Cause di esclusione. Consiglio di Stato, Sez. V, sentenza 12 giugno 2009 n. 3773

L’art. 38 del codice dei contratti (d.lgs. 12 aprile 2006 n. 163) ripropone per molti tratti la disciplina previgente sulle cause di esclusione dalle procedure di aggiudicazione degli appalti di lavori pubblici (artt. 75, d.P.R. n. 544 del 1999 e 17, d.P.R. n. 34 del 2000), prevedendo una normativa unitaria valevole ora indistintamente per tutti gli appalti di lavori, servizi e forniture.
Nella parte relativa agli illeciti penali incidenti sulla moralità professionale dei concorrenti (art. 38, co.1, lett. c), si è cercato di ovviare alle lacune riscontrate in passato legate alla mancata predeterminazione dei tipi di reato e quindi ad un’eccessiva discrezionalità rimessa alla stazione appaltante nell’apprezzare il disvalore dei singoli episodi.
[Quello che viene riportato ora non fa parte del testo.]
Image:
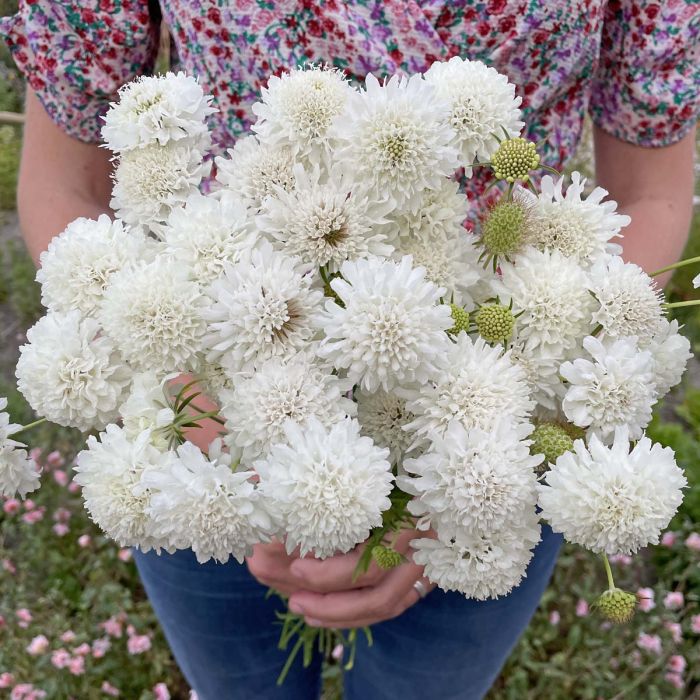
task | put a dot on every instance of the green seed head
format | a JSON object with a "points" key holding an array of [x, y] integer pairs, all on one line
{"points": [[386, 557], [495, 323], [461, 318], [504, 228], [514, 159], [616, 605], [550, 440]]}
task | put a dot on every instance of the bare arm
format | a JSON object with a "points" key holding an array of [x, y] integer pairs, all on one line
{"points": [[655, 187], [60, 179]]}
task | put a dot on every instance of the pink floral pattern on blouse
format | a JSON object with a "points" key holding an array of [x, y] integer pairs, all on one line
{"points": [[634, 64]]}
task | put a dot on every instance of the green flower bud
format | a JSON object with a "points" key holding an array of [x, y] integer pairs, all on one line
{"points": [[495, 323], [461, 318], [616, 605], [514, 159], [386, 557]]}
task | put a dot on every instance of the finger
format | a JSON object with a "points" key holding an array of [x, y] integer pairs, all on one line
{"points": [[375, 602]]}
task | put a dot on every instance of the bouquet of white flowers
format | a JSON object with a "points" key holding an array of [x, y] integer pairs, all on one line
{"points": [[374, 363]]}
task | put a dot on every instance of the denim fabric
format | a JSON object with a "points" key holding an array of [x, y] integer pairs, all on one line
{"points": [[219, 625]]}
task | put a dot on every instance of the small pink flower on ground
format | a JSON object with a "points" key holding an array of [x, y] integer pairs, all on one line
{"points": [[673, 600], [11, 506], [649, 642], [693, 541], [83, 650], [645, 596], [77, 665], [676, 631], [675, 679], [109, 689], [582, 608], [38, 645], [161, 692], [60, 658], [668, 539]]}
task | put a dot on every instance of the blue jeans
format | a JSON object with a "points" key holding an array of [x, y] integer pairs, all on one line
{"points": [[219, 625]]}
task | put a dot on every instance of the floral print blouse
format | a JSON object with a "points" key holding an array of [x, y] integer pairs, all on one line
{"points": [[634, 64]]}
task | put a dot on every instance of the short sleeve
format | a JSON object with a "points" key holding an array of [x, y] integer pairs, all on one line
{"points": [[75, 56], [647, 86]]}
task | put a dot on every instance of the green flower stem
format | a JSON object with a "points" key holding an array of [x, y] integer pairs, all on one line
{"points": [[608, 571], [675, 266]]}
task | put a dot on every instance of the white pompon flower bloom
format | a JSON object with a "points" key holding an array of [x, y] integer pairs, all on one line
{"points": [[671, 352], [629, 300], [264, 306], [480, 565], [479, 385], [330, 485], [157, 109], [76, 268], [325, 220], [551, 294], [150, 181], [616, 389], [253, 171], [208, 233], [200, 503], [153, 312], [70, 372], [18, 472], [483, 106], [382, 416], [258, 407], [395, 138], [613, 500], [580, 228], [299, 108], [110, 471], [391, 328]]}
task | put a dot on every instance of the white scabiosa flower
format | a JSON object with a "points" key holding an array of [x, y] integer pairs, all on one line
{"points": [[613, 500], [280, 390], [671, 352], [480, 565], [157, 109], [204, 505], [75, 269], [383, 416], [479, 385], [578, 227], [253, 171], [153, 312], [395, 139], [208, 233], [616, 389], [330, 485], [391, 326], [18, 472], [264, 306], [483, 106], [110, 471], [629, 301], [550, 293], [473, 479], [70, 372], [150, 181], [325, 221], [299, 108]]}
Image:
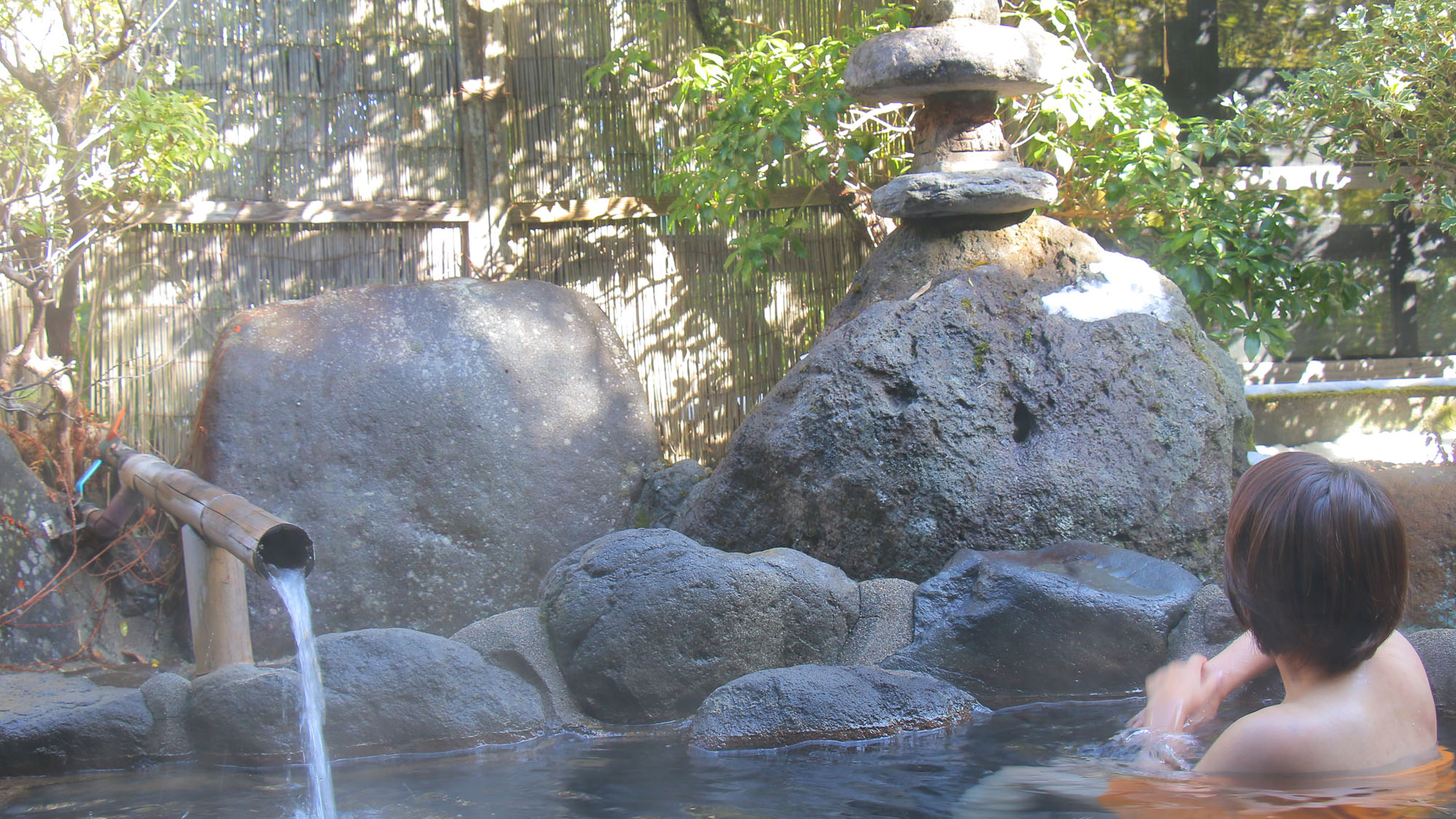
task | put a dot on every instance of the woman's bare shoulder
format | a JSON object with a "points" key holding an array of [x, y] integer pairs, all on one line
{"points": [[1260, 743]]}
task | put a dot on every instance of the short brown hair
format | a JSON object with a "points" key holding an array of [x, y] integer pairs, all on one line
{"points": [[1315, 560]]}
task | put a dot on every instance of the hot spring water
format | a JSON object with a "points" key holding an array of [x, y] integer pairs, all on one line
{"points": [[290, 586], [1026, 761]]}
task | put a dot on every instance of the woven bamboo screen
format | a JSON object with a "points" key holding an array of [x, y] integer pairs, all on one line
{"points": [[356, 100]]}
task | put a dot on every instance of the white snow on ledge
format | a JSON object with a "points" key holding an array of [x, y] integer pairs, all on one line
{"points": [[1403, 446], [1132, 288]]}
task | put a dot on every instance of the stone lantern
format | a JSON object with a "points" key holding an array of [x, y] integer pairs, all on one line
{"points": [[956, 62]]}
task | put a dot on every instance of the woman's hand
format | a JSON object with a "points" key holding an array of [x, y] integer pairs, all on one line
{"points": [[1182, 697]]}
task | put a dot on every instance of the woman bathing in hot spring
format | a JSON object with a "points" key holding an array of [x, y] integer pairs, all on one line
{"points": [[1315, 563]]}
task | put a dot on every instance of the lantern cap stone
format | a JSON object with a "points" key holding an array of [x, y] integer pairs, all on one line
{"points": [[965, 193], [933, 12], [960, 55]]}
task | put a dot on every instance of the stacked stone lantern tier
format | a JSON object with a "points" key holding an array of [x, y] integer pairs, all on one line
{"points": [[957, 63]]}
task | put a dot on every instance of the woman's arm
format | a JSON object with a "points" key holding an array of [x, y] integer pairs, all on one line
{"points": [[1187, 694]]}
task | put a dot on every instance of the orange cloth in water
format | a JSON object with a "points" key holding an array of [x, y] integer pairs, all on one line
{"points": [[1416, 791]]}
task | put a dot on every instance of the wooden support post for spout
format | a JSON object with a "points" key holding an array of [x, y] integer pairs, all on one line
{"points": [[218, 604]]}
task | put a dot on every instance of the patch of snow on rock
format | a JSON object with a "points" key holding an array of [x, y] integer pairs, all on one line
{"points": [[1132, 286]]}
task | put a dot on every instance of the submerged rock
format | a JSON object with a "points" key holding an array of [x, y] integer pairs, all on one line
{"points": [[988, 389], [53, 723], [1071, 620], [442, 443], [647, 622], [781, 707]]}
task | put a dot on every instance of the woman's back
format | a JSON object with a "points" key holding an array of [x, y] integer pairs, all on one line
{"points": [[1377, 717]]}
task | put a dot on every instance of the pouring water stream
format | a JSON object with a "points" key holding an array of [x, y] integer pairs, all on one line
{"points": [[290, 586]]}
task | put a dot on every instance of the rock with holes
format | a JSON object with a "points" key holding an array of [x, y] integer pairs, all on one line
{"points": [[988, 388], [443, 443], [781, 707], [647, 622], [1069, 620]]}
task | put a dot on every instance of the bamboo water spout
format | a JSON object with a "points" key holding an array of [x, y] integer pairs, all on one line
{"points": [[226, 521]]}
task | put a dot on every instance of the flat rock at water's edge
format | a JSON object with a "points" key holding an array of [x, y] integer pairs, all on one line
{"points": [[52, 723], [781, 707], [387, 691], [646, 622], [394, 689], [989, 389], [1071, 620], [442, 443]]}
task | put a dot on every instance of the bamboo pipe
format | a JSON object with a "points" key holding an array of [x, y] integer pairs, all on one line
{"points": [[253, 535]]}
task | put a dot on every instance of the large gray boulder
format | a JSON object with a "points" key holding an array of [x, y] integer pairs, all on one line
{"points": [[988, 389], [516, 640], [52, 723], [781, 707], [245, 716], [646, 622], [886, 621], [442, 443], [1069, 620], [387, 691]]}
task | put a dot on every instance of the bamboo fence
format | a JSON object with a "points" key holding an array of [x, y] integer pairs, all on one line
{"points": [[353, 159]]}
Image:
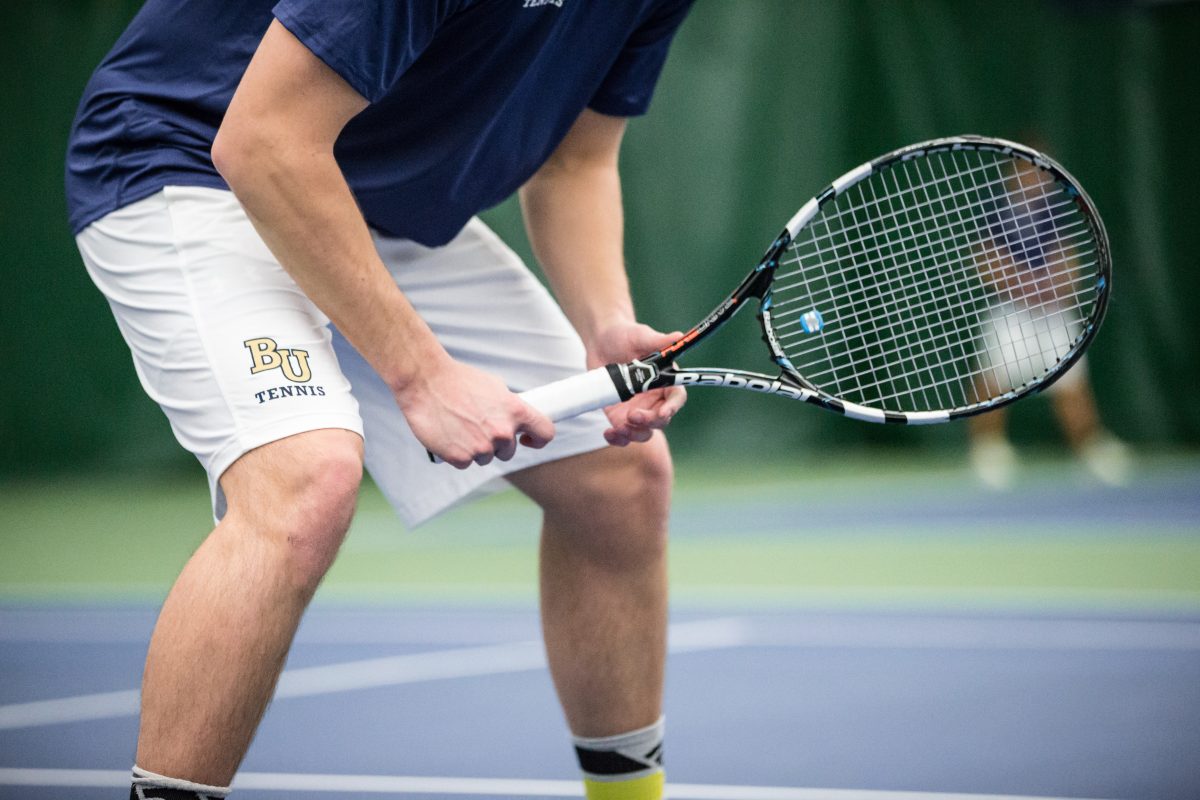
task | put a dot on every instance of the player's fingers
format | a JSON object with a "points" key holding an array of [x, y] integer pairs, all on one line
{"points": [[653, 340], [672, 401], [505, 447], [535, 427], [616, 438]]}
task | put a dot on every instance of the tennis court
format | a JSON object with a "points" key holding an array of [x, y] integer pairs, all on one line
{"points": [[916, 639]]}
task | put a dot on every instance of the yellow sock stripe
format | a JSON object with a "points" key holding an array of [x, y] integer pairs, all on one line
{"points": [[648, 787]]}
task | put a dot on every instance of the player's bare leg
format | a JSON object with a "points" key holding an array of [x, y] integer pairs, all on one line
{"points": [[225, 630], [604, 587]]}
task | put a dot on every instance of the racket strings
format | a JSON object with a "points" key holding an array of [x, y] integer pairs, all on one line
{"points": [[947, 364], [929, 280], [833, 235], [943, 281]]}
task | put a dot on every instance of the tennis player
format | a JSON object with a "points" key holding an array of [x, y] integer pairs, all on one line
{"points": [[243, 174]]}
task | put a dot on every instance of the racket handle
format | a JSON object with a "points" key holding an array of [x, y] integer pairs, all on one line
{"points": [[570, 397], [573, 396]]}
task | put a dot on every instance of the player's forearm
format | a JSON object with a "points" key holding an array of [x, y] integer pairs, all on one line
{"points": [[575, 223], [304, 210]]}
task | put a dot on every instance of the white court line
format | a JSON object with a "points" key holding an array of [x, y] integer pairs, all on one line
{"points": [[977, 633], [479, 787], [370, 673]]}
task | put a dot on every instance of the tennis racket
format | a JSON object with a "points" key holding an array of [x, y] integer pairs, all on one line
{"points": [[939, 281]]}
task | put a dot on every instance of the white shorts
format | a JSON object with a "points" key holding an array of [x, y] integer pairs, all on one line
{"points": [[1021, 344], [238, 356]]}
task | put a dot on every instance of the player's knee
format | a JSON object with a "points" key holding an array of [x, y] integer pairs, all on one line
{"points": [[299, 498], [323, 507], [622, 507]]}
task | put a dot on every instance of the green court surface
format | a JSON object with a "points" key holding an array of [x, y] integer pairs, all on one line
{"points": [[868, 531]]}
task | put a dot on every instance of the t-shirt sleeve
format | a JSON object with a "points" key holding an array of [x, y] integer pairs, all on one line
{"points": [[629, 85], [367, 42]]}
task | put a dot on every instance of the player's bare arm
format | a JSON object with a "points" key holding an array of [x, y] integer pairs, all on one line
{"points": [[275, 149], [574, 216]]}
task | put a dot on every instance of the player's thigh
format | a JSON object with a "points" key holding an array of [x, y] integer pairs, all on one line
{"points": [[221, 337]]}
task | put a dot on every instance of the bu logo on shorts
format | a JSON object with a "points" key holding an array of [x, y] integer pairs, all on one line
{"points": [[265, 354]]}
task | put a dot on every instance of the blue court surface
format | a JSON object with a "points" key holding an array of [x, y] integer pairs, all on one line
{"points": [[868, 686]]}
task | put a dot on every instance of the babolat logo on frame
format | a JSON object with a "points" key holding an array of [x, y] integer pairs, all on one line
{"points": [[765, 385], [265, 355]]}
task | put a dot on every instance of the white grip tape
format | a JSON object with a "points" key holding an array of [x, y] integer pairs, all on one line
{"points": [[573, 396]]}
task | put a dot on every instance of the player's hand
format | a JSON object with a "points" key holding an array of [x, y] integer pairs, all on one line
{"points": [[635, 420], [467, 416]]}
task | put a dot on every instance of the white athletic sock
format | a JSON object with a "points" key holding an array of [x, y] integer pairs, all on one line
{"points": [[151, 786], [628, 765]]}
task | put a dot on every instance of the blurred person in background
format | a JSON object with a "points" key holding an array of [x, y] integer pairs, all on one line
{"points": [[1027, 277]]}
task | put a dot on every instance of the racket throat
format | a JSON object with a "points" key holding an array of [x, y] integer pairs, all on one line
{"points": [[636, 377]]}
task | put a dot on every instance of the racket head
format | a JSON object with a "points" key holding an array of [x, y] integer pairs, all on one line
{"points": [[943, 280]]}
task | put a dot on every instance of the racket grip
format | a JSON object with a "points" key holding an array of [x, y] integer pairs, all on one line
{"points": [[573, 396], [570, 397]]}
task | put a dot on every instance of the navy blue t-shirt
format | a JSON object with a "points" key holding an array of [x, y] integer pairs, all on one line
{"points": [[468, 97]]}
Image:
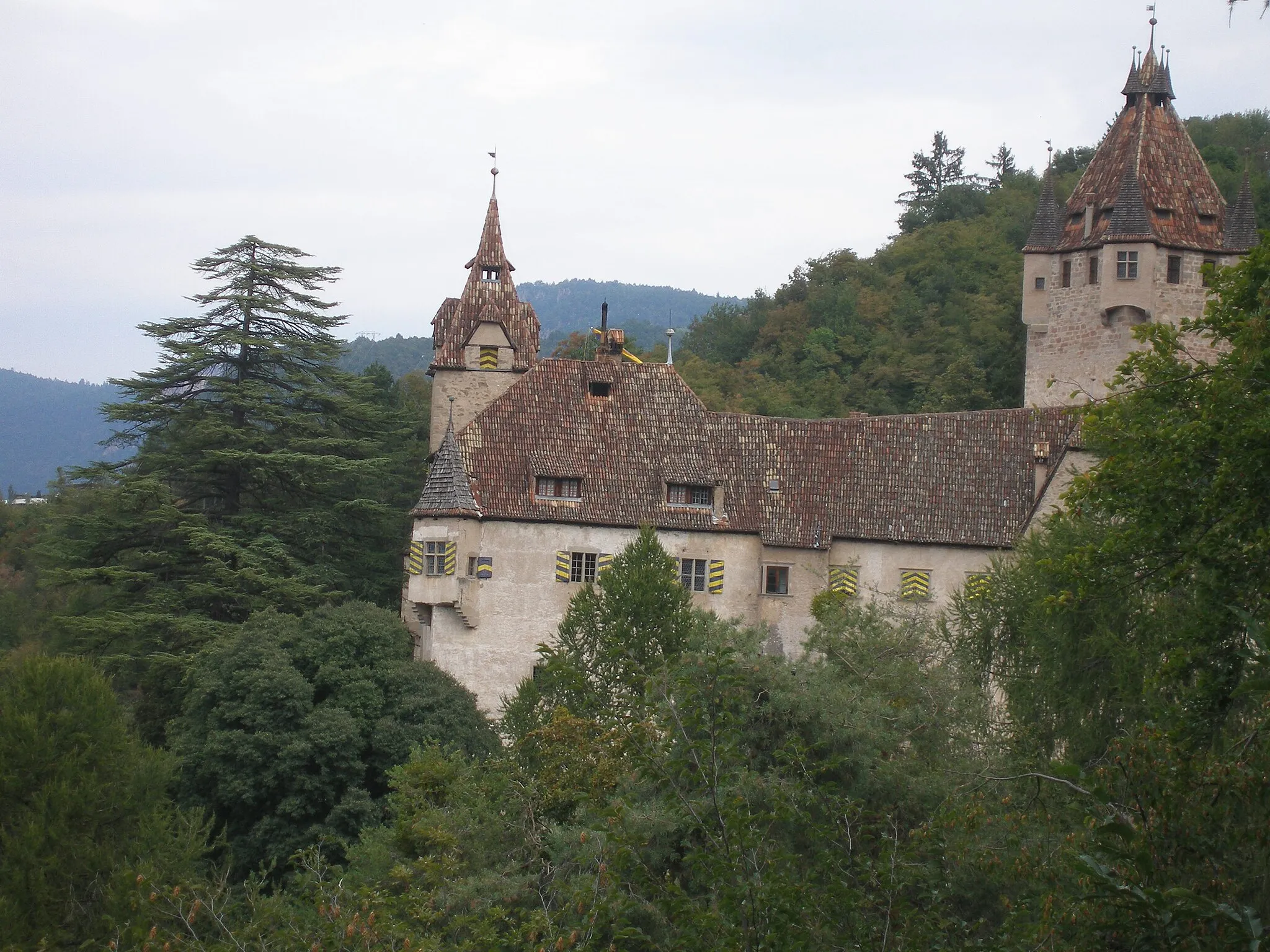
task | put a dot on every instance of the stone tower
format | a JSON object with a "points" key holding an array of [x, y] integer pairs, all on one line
{"points": [[483, 340], [1127, 248]]}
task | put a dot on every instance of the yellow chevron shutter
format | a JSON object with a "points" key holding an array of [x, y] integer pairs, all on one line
{"points": [[716, 579], [843, 580], [414, 562], [977, 584], [915, 584]]}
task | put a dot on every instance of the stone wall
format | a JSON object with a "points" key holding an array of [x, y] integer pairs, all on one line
{"points": [[486, 632], [1077, 337]]}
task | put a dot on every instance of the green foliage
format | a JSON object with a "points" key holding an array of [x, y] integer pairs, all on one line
{"points": [[81, 800], [929, 323], [293, 724], [263, 478], [1231, 144]]}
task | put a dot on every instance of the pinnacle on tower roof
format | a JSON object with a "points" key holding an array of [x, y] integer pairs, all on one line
{"points": [[447, 488], [1133, 86], [1241, 221], [1047, 226], [1130, 218]]}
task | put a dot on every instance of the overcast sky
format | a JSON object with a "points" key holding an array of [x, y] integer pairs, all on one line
{"points": [[690, 143]]}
Innanzi tutto le tipologie di fattispecie criminose (partecipazione ad una organizzazione criminale, corruzione, frode, riciclaggio), sono individuate e definite dall’art. 45 della direttiva Ce n. 2004/18 e non dal codice penale italiano, che sono comunque causa di esclusione precludendo quindi una valutazione discrezionale da parte della stazione appaltante. La ragione di questa tecnica si spiega in considerazione della circostanza che alle gare comunitarie partecipano anche operatori non italiani, sicché il tipo di reati va individuato non solo con riferimento all’ordinamento italiano.
In giurisprudenza, in passato, sono state esattamente ritenute ostative della partecipazione alle gare le condotte per bancarotta fraudolenta, turbata libertà degli incanti, falsità in atto pubblico, reati contro la pubblica amministrazione.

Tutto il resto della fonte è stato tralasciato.